The music ended. Emma bowed her head a little, the old man nodded to her, a thank you.

“He said I reminded him of his wife,” Emma said, a bit red in the face, now that she was back with us. She scooted beside Lisa under the table and finished off the drink she'd left behind.

Lisa patted Emma's knee, smiling. “Dead? Divorced?”

“Didn't ask.”

We all sighed, listening to the next number play on the jukebox. “That was sweet, Em,” Lisa added.

Then we heard the patter of rain outside, first scattered, then clattering down furiously, a summer thunderstorm.

Maybe it'll cool down, I said.

Suddenly the other old man was up, the first old man trying to restrain him, bring him back to the table. The second old man wanted a dance too. He was very drunk, toothless, crude, wore clothes he must have slept in, lived in for months.

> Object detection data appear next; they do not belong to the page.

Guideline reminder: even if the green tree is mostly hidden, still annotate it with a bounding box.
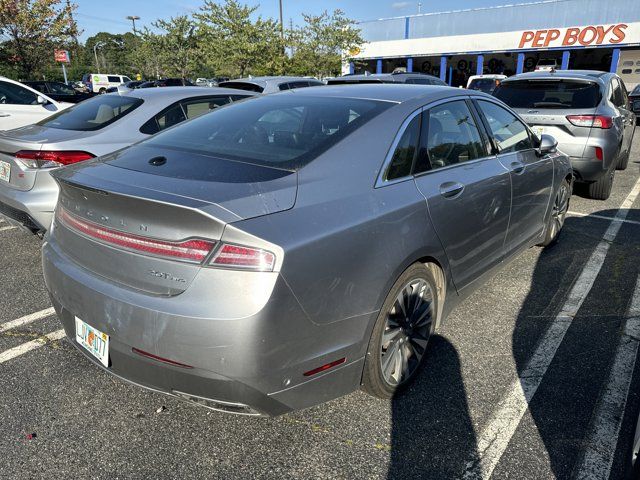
[194,0,284,77]
[0,0,79,79]
[288,10,364,77]
[142,15,202,78]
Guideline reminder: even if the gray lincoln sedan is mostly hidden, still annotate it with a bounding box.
[43,85,573,415]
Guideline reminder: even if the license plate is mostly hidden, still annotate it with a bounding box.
[76,317,109,367]
[531,125,546,138]
[0,160,11,182]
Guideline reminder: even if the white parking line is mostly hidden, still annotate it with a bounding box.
[463,178,640,479]
[0,329,64,364]
[567,211,640,225]
[573,277,640,480]
[0,307,56,333]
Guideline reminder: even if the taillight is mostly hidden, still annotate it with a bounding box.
[567,115,613,129]
[596,147,604,161]
[14,150,95,168]
[211,244,276,272]
[57,207,216,263]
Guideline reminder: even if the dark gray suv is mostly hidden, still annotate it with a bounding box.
[494,70,636,200]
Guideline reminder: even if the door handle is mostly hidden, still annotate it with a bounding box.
[440,182,464,198]
[511,162,524,175]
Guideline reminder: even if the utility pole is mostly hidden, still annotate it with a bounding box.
[279,0,284,40]
[93,42,104,73]
[127,15,140,35]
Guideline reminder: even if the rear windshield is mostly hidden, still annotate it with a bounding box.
[468,78,500,92]
[38,95,143,131]
[145,95,392,170]
[494,80,601,108]
[218,82,264,93]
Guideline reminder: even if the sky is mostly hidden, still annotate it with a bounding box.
[75,0,534,40]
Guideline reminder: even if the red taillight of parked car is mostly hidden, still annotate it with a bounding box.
[14,150,95,168]
[211,244,276,272]
[57,207,216,263]
[567,115,613,129]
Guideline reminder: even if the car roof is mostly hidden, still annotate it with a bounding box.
[282,83,458,103]
[114,87,252,100]
[222,75,319,87]
[505,70,615,82]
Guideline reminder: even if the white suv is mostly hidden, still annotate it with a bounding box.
[0,77,73,130]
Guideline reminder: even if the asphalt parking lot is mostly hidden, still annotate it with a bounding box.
[0,129,640,479]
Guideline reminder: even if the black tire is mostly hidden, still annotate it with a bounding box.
[538,178,572,247]
[616,152,631,170]
[587,168,616,200]
[362,263,439,399]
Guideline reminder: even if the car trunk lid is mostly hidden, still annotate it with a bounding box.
[53,147,297,295]
[495,78,601,157]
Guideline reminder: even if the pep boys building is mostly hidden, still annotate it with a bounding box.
[344,0,640,88]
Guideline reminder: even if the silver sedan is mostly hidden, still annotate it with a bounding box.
[43,85,573,415]
[0,87,253,234]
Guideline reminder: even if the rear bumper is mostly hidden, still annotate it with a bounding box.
[0,171,58,232]
[43,234,371,416]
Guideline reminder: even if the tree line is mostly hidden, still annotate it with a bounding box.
[0,0,364,80]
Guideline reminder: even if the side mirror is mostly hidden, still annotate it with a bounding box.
[538,134,558,156]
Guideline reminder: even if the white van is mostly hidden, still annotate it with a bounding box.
[82,73,131,93]
[616,50,640,92]
[0,77,73,132]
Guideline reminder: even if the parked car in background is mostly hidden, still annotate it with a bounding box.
[629,85,640,118]
[218,77,324,94]
[137,78,195,88]
[43,85,572,415]
[327,72,447,86]
[535,58,560,72]
[82,73,131,93]
[106,80,145,93]
[0,77,72,130]
[23,81,93,103]
[494,70,636,200]
[467,74,507,94]
[0,87,251,233]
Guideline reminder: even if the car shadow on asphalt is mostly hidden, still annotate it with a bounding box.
[510,210,640,479]
[387,335,476,480]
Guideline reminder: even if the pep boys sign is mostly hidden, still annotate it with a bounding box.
[518,23,628,48]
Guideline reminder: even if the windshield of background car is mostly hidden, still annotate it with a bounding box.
[141,95,393,170]
[467,78,497,92]
[493,80,602,109]
[37,95,143,131]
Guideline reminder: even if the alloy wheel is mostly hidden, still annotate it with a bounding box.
[380,278,434,386]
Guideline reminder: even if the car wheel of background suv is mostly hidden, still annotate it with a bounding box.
[538,178,571,247]
[587,167,616,200]
[362,263,439,398]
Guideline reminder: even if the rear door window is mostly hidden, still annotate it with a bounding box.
[38,95,143,131]
[478,100,533,153]
[386,115,421,180]
[416,100,487,173]
[182,96,231,118]
[494,80,601,109]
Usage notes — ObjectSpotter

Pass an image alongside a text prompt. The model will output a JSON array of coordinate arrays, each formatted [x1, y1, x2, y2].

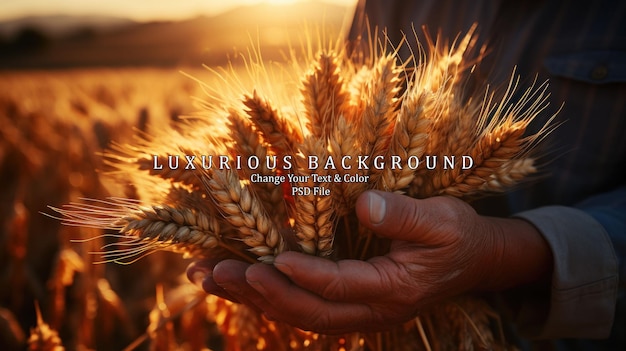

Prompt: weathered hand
[[188, 191, 550, 334]]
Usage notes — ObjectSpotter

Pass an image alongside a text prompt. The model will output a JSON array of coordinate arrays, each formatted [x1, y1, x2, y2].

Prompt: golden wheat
[[46, 31, 553, 350]]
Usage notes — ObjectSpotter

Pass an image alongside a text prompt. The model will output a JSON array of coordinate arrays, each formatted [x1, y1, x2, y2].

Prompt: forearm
[[477, 217, 553, 291]]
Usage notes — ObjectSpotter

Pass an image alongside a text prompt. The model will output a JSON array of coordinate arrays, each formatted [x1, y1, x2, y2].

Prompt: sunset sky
[[0, 0, 357, 21]]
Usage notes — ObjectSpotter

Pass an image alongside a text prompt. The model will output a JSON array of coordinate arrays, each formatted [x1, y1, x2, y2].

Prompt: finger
[[213, 260, 263, 309], [246, 264, 382, 334], [274, 251, 405, 302], [186, 259, 239, 303], [356, 190, 458, 241]]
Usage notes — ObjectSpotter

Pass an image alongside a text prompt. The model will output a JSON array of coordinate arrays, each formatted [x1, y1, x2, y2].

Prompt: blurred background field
[[0, 1, 352, 350]]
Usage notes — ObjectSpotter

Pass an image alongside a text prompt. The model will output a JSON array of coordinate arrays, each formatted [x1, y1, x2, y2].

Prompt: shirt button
[[590, 65, 609, 80]]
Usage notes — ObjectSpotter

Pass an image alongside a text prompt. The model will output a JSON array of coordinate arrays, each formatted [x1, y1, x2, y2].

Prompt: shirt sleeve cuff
[[515, 206, 619, 339]]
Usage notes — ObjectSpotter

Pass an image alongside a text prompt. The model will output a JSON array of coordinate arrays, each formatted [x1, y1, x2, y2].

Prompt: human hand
[[187, 191, 551, 334]]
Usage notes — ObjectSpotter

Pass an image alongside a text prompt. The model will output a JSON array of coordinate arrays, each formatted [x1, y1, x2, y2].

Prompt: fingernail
[[367, 192, 387, 224], [274, 262, 293, 277], [191, 271, 207, 290], [246, 280, 265, 294]]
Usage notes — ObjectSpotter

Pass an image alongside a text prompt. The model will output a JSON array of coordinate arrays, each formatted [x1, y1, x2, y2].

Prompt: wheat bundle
[[48, 28, 553, 350]]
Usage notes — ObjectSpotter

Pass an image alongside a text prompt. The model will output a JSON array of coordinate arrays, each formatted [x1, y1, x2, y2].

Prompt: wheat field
[[0, 28, 553, 350]]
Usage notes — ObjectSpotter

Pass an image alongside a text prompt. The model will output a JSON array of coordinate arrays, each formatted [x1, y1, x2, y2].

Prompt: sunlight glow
[[0, 0, 357, 21]]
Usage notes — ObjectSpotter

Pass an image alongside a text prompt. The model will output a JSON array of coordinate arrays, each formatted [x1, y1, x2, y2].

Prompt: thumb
[[356, 190, 450, 241]]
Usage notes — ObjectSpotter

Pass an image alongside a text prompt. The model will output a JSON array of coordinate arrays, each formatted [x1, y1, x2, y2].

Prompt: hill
[[0, 2, 348, 69]]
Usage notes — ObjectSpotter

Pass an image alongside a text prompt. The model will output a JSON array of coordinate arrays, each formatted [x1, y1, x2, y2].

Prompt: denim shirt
[[349, 0, 626, 350]]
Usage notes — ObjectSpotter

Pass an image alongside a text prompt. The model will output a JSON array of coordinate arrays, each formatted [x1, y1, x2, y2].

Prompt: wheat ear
[[243, 90, 302, 159], [301, 52, 349, 138], [292, 137, 334, 256], [202, 169, 286, 263], [228, 110, 287, 224]]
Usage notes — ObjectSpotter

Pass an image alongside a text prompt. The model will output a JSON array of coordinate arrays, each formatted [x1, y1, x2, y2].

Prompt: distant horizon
[[0, 0, 357, 22]]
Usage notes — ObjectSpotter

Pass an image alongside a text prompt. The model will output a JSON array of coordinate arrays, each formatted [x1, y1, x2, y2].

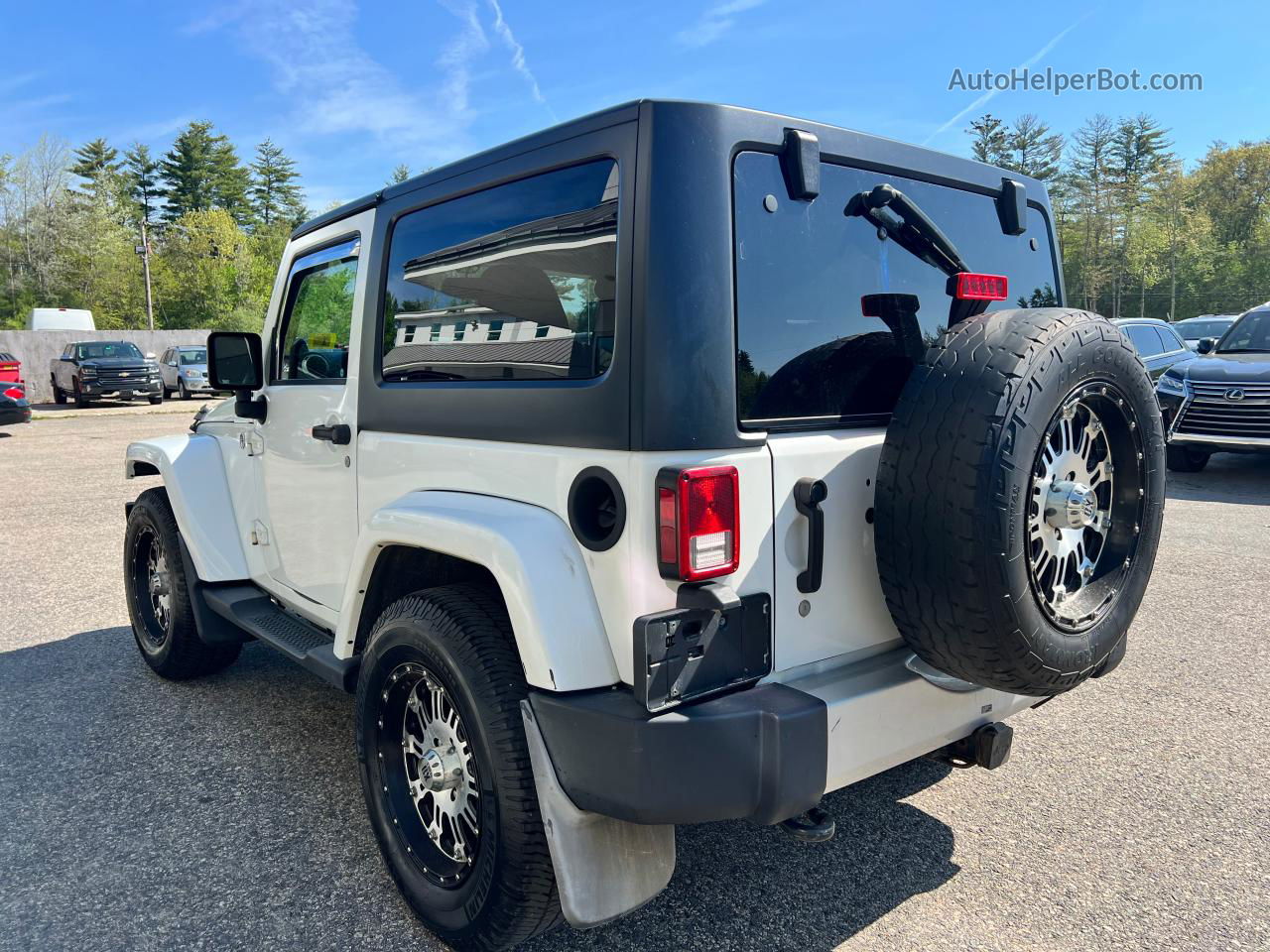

“No thank you,” said Lisa uneasily.

“Whatsa mattuh, uh? You don't like me?
She
danced with
him.
You can't dance with me, sugar pie? Huh sugar pie? Heheheheheheh…”

Let's go, I said.

“Hold it hold it,” the man said, tottering, “I adn't had my dance with the girlie yet. Want my dance with the girlie. C'mon…” He put his hand on Lisa's arm too firmly; she shook him away.

“Barney!” called the woman behind the bar, coming to intervene. “I'll dance with you, Barney, dance with me,” she said. “Here. Here. C'mon, take my hand—”

“I wanna dance with the girlie—”

“No no, here I am. I'm dancing. You're not dancing with me. Ah, therrre we go…”

We got up and left, stood under the awning for a moment, charted a course for the subway stop, ran through the rain and rode home, where we didn't want to be, where it was still hot, where we were wet and sticky from dirty city rain, where we were half-sobered from a half-drunk and felt mildly sick and restless, where we still were depressed.